I just want you all to understand; there are some people who are really private. Is that anything to be ashamed of? No. Are they doing anything wrong? No, but sometimes people just don't want to hear other people. They don't want to hear other people's opinions. And so they would rather have private discussions with you. A lot of you, especially those of you that are coaches and consultants, and those of you that deal with people's credit and finances. Those of you that deal with people, emotional state, marriages, relationships, stuff like that. For those of you who are lawyers dealing with legal things and business ideas, and intellectual property is extremely important; you create an open dialogue. So that people in your audience know it's okay to send you a DM. It's okay to respond to this question. They really need to feel comfortable doing that because a lot of them, you can come in, and then you can speak to them one-on-one and then move them to the proper product or service, you know, or refer them whoever they need to speak to.
And a lot of you are missing sales just because people don't feel like they can DM you. I get DMs all the time, and some of you are always surprised that I respond to you, but I do, even though it may take me a while, but I'm going to respond to you. Unless it's just foolishness, then I'm going to just ignore you. For the most part, I get in the DMs, and I will respond and answer questions.
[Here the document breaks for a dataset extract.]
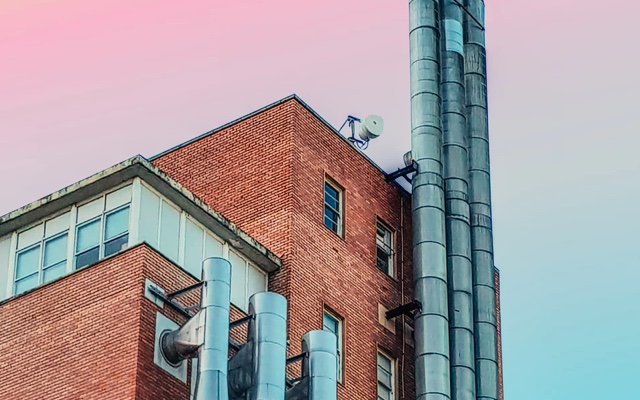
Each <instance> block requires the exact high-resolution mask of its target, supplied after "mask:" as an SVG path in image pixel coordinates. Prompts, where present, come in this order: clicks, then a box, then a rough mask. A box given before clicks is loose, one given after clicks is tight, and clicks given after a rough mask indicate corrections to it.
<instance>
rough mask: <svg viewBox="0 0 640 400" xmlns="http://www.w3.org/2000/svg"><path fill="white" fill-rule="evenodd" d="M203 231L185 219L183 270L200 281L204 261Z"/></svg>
mask: <svg viewBox="0 0 640 400" xmlns="http://www.w3.org/2000/svg"><path fill="white" fill-rule="evenodd" d="M203 241H204V231H203V230H202V229H200V227H199V226H198V225H196V224H195V223H194V222H193V221H190V220H189V219H187V222H186V228H185V249H184V269H186V270H187V272H189V273H190V274H191V275H193V276H195V277H196V278H198V279H200V278H201V277H202V261H203V259H204V249H203V248H202V246H203Z"/></svg>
Many people won't ask during the live or in the comments, but after the broadcast, they'll be all in my inbox asking me all sorts of types of things. So you really need to create an open dialogue, and that's going to help you all start making more sales.
The best ways to create that is you consistently have to tell people, drop a comment, send me a DM, put up the little questions inside your stories so that people know they can talk to you. These are some things that you can start putting into action right now to start the process of building up a buying base and getting people comfortable with being able to shop with you, purchase with you, ask questions, refer to you, and share your content.